Basically, my goal is to fetch the filename, extension and the content of an image by its url. And my fuction should work for both of these urls:
easy case: https://image.shutterstock.com/image-photo/bright-spring-view-cameo-island-260nw-1048185397.jpg
hard case (does not end with filename.extension ): https://images.unsplash.com/photo-1472214103451-9374bd1c798e?ixlib=rb-1.2.1&ixid=eyJhcHBfaWQiOjEyMDd9&w=1000&q=80
Currently, what I have looks like this:
from os.path import splitext, basename
def get_filename_from_url(url):
result = urllib.request.urlretrieve(url)
filename, file_ext = splitext(basename(result.path))
print(filename, file_ext)
This works fine for the easy case. But apparently, no solution in case of hard-case url. But I have a feeling that that I can use python's requests
module and parse the header to find the mimetype and then use the same module's guesstype functionality to extract the necessary data. So I went on to try this:
import requests
response = requests.get(url, stream=True)

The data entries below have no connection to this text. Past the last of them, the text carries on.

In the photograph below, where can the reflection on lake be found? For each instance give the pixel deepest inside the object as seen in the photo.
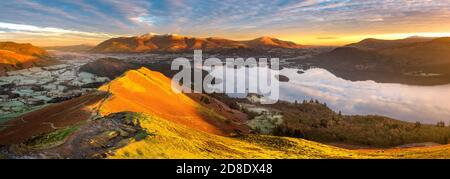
(427, 104)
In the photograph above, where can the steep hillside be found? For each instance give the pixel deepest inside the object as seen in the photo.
(108, 67)
(150, 92)
(140, 90)
(15, 56)
(72, 48)
(175, 43)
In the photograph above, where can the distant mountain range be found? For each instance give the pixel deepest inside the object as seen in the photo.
(15, 56)
(176, 43)
(415, 60)
(72, 48)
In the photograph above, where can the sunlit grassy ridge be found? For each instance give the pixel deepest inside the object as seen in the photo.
(170, 140)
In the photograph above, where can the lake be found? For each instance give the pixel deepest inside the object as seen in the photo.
(426, 104)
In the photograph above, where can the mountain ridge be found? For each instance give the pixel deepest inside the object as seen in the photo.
(176, 43)
(16, 56)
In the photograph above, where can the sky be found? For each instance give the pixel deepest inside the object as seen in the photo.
(308, 22)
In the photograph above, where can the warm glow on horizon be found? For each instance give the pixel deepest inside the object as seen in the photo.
(307, 22)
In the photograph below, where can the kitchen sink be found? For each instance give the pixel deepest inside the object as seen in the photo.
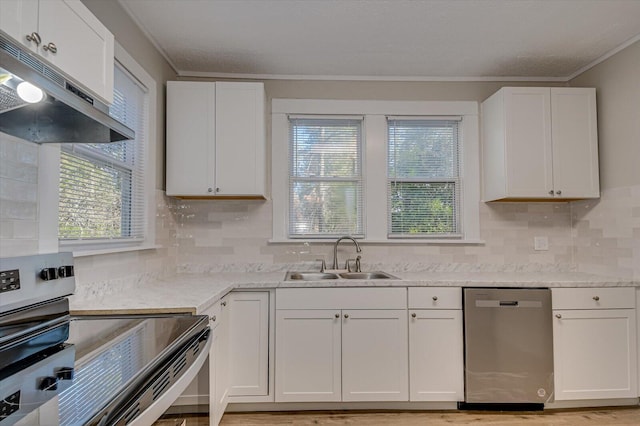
(377, 275)
(318, 276)
(309, 276)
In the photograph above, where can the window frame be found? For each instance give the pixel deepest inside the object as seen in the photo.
(374, 162)
(49, 175)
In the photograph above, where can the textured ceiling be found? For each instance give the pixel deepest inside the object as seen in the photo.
(396, 39)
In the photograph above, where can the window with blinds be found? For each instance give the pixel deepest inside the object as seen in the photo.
(102, 185)
(423, 191)
(325, 177)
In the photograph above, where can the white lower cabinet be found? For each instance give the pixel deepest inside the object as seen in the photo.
(249, 344)
(436, 347)
(331, 347)
(594, 343)
(219, 363)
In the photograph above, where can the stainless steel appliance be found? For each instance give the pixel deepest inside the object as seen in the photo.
(508, 348)
(60, 369)
(66, 114)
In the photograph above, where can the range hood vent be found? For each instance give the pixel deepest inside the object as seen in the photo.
(66, 115)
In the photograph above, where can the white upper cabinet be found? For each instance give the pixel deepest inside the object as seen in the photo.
(540, 143)
(216, 140)
(67, 35)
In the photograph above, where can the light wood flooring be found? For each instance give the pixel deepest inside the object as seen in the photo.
(628, 416)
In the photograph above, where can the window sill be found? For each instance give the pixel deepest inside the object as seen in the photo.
(395, 241)
(110, 250)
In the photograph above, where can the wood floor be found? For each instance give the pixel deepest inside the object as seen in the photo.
(578, 417)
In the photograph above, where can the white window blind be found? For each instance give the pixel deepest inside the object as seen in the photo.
(423, 178)
(325, 177)
(102, 185)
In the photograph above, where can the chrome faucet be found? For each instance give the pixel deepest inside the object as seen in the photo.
(335, 249)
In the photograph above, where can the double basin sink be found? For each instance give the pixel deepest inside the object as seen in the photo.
(318, 276)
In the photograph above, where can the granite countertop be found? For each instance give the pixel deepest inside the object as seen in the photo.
(195, 293)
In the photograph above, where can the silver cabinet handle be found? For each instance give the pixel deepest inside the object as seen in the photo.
(34, 37)
(51, 47)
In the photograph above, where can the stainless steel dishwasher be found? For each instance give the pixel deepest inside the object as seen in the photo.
(508, 348)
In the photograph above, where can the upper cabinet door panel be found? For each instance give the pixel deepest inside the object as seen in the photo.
(240, 135)
(19, 18)
(575, 142)
(190, 138)
(84, 47)
(528, 138)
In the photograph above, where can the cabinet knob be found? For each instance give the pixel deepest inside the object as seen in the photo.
(51, 47)
(34, 37)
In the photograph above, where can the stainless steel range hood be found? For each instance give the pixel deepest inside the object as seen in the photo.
(66, 115)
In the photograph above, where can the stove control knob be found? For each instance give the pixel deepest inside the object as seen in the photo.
(49, 383)
(65, 271)
(65, 373)
(49, 274)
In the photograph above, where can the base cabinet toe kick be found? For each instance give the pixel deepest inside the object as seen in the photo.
(409, 348)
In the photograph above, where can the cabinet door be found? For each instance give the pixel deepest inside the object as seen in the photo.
(528, 142)
(308, 351)
(221, 359)
(249, 343)
(84, 45)
(595, 354)
(190, 138)
(240, 139)
(436, 357)
(19, 18)
(375, 355)
(575, 142)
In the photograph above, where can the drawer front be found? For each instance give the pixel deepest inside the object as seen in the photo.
(435, 298)
(341, 298)
(593, 298)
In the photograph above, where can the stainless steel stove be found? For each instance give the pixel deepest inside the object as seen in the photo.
(58, 369)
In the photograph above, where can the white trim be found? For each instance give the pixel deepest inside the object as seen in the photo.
(604, 57)
(148, 35)
(374, 162)
(318, 77)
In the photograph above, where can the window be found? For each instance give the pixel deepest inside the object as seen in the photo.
(325, 177)
(423, 178)
(392, 172)
(102, 186)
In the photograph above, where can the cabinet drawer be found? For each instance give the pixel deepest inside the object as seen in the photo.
(341, 298)
(593, 298)
(435, 298)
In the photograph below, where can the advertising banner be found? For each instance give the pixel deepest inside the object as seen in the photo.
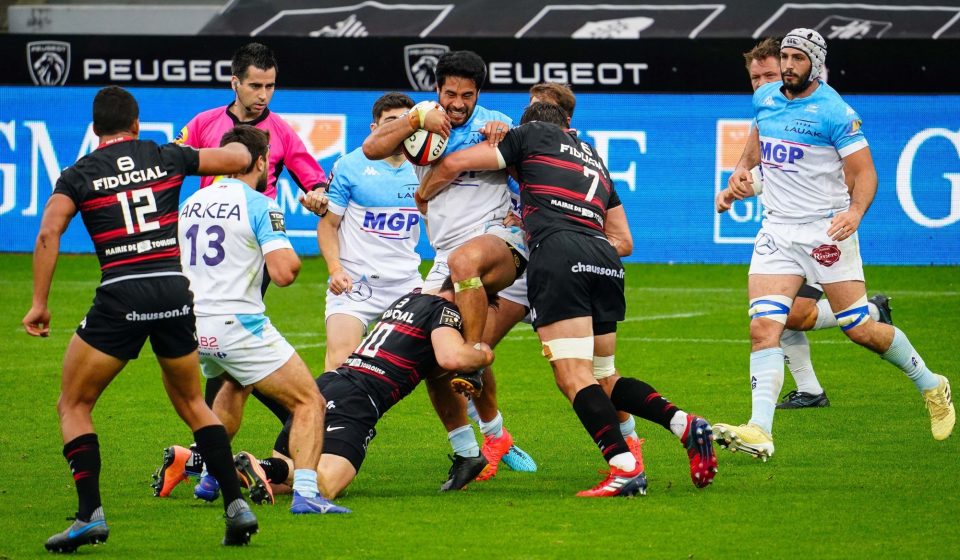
(668, 155)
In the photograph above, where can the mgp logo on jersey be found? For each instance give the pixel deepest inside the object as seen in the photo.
(741, 223)
(48, 62)
(420, 61)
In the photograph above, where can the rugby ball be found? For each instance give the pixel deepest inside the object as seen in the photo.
(424, 147)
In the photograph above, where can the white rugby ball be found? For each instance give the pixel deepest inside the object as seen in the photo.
(424, 147)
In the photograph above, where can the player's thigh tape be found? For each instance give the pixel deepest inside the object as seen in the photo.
(856, 314)
(468, 284)
(569, 348)
(775, 307)
(603, 367)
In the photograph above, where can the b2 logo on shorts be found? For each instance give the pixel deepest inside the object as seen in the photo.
(826, 255)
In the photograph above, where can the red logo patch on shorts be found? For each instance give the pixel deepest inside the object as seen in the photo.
(826, 255)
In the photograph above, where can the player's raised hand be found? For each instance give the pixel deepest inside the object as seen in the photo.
(494, 131)
(315, 201)
(37, 322)
(844, 225)
(340, 282)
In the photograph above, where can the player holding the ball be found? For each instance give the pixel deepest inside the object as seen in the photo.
(478, 243)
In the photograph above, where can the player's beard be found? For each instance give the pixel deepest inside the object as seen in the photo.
(800, 86)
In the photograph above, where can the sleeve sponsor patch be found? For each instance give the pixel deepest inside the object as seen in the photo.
(450, 318)
(277, 221)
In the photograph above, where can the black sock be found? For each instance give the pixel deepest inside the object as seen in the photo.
(276, 469)
(83, 455)
(214, 446)
(599, 417)
(640, 399)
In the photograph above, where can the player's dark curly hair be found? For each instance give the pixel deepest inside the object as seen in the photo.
(545, 112)
(252, 54)
(461, 64)
(114, 110)
(257, 142)
(392, 100)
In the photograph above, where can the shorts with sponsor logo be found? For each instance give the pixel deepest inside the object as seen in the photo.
(248, 348)
(367, 301)
(806, 250)
(349, 420)
(126, 312)
(514, 237)
(575, 275)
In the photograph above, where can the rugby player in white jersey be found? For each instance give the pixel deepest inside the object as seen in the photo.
(369, 237)
(819, 181)
(478, 244)
(809, 311)
(228, 231)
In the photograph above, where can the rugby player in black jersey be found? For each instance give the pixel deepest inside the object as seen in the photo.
(127, 192)
(575, 283)
(420, 337)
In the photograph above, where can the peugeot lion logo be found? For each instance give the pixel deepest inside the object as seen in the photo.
(48, 62)
(420, 61)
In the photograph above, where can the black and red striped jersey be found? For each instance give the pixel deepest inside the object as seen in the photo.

Here, someone seems to describe the clue, saying that
but the problem is that using the hard-case url I get something strange in the response
dict items, and maybe my key issue is that I don't know the correct way to parse the header of the response to extract what I need.
I've tried a third approach using urlparse:
from urllib.parse import urlparse
result = urlparse(self.url)
print(os.path.basename(a.path)) # 'photo-1472214103451-9374bd1c798e'
which yields the filename, but again, I miss the extension here...
The ideal solution would be to get the filename, file extension and file content in one go, preferrably being able to validate that the url actually contains an image, not something else...
UPD:
The result1 elemet in result = urllib.request.urlretrieve(self.url)
seems to contain the Content-Type
, by I can't figure out how to extract it correctly.